28.11.07

Annapolis: ¿A qué estamos jugando? (Excelsior, 281107)


“Ningún sistema tiene posibilidades de funcionar mientras los hombres sean tan desdichados que el exterminio mutuo les parezca menos terrible que afrontar continuamente la luz del día”

Bertrand Russell, La Conquista de la Felicidad

La cita de Russell contiene un dilema, mientras cooperar implicaría beneficios superiores para todos, la percepción de los actores respecto a la interacción con otros actores los lleva a establecer comportamientos no cooperativos en donde todos están peor, pero nadie tiene un incentivo para cooperar, sabiendo que nadie más lo hará. Este dilema es conocido en teoría de juegos (la teoría que modela matemáticamente la interacción estratégica entre dos o más actores) como el dilema del prisionero. La solución doméstica al dilema la conocemos todos, se llama ‘Estado’ y su fin es garantizar relaciones sociales esencialmente cooperativas.

El sistema internacional carece de una autoridad central legítima que cumpla las funciones del Estado; por ello, el establecimiento de relaciones cooperativas es más complejo y exige algo esencial: la revelación de información. Los actores involucrados deben tener información plena sobre sus opciones, las opciones del oponente, los beneficios de cada uno en todos los escenarios, y sobre todo, la posibilidad de que ambos actores sigan interactuando en el tiempo.

Suena simple ¿no?, nunca lo es. En gran medida, Israel y Palestina no han logrado un acuerdo de paz porque no han tenido información plena respecto a su interacción y las preferencias del otro. No han entendido a qué están jugando y le han apostado a la inexistencia del otro en el tiempo. El papel central de Estados Unidos en las negociaciones de Annapolis, Maryland iniciadas ayer es justamente ser un factor que les obligue a revelar sus preferencias, les haga evidente la estructura del juego que están jugando, y les obligue a un proceso de negociación auto-reforzable.

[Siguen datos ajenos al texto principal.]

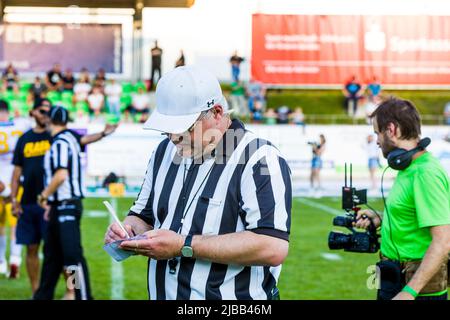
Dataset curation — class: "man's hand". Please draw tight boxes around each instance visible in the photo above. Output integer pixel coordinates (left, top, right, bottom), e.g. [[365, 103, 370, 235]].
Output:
[[43, 204, 51, 221], [119, 229, 184, 260], [37, 193, 48, 209], [353, 209, 381, 229], [103, 123, 118, 137], [105, 222, 134, 244], [392, 291, 415, 300], [12, 200, 23, 218]]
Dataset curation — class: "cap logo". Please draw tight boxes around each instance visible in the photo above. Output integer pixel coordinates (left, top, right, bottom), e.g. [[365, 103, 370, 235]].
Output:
[[206, 99, 214, 108]]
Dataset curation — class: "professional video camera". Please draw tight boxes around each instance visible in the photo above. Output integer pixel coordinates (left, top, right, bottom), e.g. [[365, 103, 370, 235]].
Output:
[[328, 163, 380, 253]]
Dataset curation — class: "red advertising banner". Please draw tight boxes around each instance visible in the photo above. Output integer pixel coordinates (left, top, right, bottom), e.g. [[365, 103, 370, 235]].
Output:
[[251, 14, 450, 86]]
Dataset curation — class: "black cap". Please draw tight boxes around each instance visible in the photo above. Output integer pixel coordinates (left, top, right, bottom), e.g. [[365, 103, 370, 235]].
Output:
[[50, 106, 69, 125], [33, 98, 52, 109], [0, 99, 9, 111]]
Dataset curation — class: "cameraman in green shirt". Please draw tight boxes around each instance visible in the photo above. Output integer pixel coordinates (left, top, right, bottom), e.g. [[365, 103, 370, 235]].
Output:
[[355, 98, 450, 300]]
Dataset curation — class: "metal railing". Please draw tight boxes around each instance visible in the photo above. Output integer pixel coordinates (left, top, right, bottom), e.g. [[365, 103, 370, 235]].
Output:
[[305, 114, 445, 125]]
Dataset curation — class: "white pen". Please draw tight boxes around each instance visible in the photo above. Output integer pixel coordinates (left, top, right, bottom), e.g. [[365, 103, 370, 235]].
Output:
[[103, 201, 130, 239]]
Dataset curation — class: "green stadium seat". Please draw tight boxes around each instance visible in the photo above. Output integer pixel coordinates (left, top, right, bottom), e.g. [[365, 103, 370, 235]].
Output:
[[122, 82, 133, 93], [75, 101, 89, 114], [19, 81, 33, 92], [134, 81, 147, 92], [2, 90, 15, 103], [120, 93, 131, 106], [61, 91, 73, 101], [17, 91, 28, 102], [47, 91, 61, 104]]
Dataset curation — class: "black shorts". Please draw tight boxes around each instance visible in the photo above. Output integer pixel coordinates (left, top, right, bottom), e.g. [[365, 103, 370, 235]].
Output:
[[16, 204, 48, 245]]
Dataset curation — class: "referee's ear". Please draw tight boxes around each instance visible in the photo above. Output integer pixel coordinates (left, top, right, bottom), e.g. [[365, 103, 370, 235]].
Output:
[[211, 104, 223, 118]]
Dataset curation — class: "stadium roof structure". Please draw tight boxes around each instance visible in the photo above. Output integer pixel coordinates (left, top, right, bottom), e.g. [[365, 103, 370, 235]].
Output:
[[0, 0, 195, 9]]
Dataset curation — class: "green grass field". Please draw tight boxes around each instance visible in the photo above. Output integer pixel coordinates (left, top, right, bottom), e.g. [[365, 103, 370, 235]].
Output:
[[0, 198, 426, 300]]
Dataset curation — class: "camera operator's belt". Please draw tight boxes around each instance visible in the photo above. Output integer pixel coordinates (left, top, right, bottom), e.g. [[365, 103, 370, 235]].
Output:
[[380, 252, 450, 295]]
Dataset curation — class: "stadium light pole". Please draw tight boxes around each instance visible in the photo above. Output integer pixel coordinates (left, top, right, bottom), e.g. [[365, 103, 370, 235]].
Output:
[[132, 0, 145, 81]]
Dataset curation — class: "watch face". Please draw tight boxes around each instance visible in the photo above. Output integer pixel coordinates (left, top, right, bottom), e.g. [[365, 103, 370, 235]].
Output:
[[181, 246, 194, 258]]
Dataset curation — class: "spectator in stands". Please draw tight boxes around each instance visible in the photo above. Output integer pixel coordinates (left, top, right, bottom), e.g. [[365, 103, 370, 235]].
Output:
[[105, 79, 122, 116], [367, 76, 381, 103], [291, 107, 306, 134], [277, 106, 292, 124], [80, 67, 91, 83], [73, 75, 92, 104], [126, 87, 150, 123], [343, 76, 362, 117], [62, 68, 76, 92], [150, 41, 163, 89], [27, 77, 47, 105], [366, 134, 380, 190], [87, 86, 105, 118], [308, 134, 326, 191], [264, 109, 278, 124], [247, 80, 266, 112], [230, 50, 244, 82], [175, 50, 186, 68], [230, 82, 249, 117], [2, 63, 19, 92], [250, 100, 265, 123], [45, 63, 63, 91], [364, 96, 378, 124], [94, 68, 106, 91], [444, 101, 450, 125]]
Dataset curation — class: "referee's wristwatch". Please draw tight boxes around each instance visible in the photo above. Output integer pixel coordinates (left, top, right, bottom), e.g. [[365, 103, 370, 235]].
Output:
[[181, 234, 194, 258]]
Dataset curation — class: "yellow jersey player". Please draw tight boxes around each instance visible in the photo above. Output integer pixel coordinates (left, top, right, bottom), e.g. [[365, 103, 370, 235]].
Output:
[[0, 100, 29, 278]]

Regresar a lo básico: ojo por ojo, diente por diente. Un esquema de premios y castigos recíprocos en el que ambos actores inicien forzosamente cooperando. Palestina ya reconoce desde los Acuerdos de Oslo la existencia del Estado israelí, es momento de que Israel defina explícitamente la existencia del Estado palestino. Si Israel mediante la Ley de Retorno permite a todos los judíos del mundo adquirir la ciudadanía israelí, es momento de que permita el retorno de los exiliados palestinos y establezca cuotas explícitas de retorno. Si se dota al gobierno palestino de capacidades para pacificar a los grupos extremistas en su territorio, será momento de desmantelar gradualmente los más de 500 puntos de revisión israelíes en territorio palestino. Si Israel garantiza el acceso palestino a la electricidad, la ayuda internacional y el comercio; Palestina debe garantizar a su vez el acceso israelí al agua. Si Israel permite y garantiza la existencia del Estado Palestino, los países árabes en la región deberán reconocer al Estado israelí.

Cierto, quedan los símbolos y sus significados. Queda Jerusalén como capital de ambos Estados. El reestablecimiento de los límites previos a la guerra de 1967, el regreso de Jerusalén del este a Palestina y un potestad compartida sobre la Ciudad Vieja que tiene un valor religioso central para ambos países. Es justamente en este punto que parece el más divisivo que las afinidades entre judíos y musulmanes se vuelven más evidentes. Mientras los judíos sollozan la caída del Segundo Templo salomónico en el Muro de los Lamentos, los musulmanes ven en Salomón a un profeta de Dios. Mientras los judíos ven en el Muro de los Lamentos un símbolo del amor de Dios hacia su pueblo, los musulmanes ven un fragmento de la Mezquita de Al-Aqsa, el tercer lugar más sagrado después de la Meca y Medina. Mientras los judíos ven en la piedra debajo del Domo de la Roca de Al-Aqsa el origen de la creación del universo y la piedra en la que Abraham –símbolo de la fe- se dispuso a sacrificar a Isaac; los musulmanes ven la piedra en la que Mahoma rezó después de un viaje milagroso y sobre la que mandó construir la segunda mezquita más antigua del mundo. Eso, una piedra vincula, un muro une, la fe y sus símbolos hermanan: permiten afrontar continuamente la luz del día.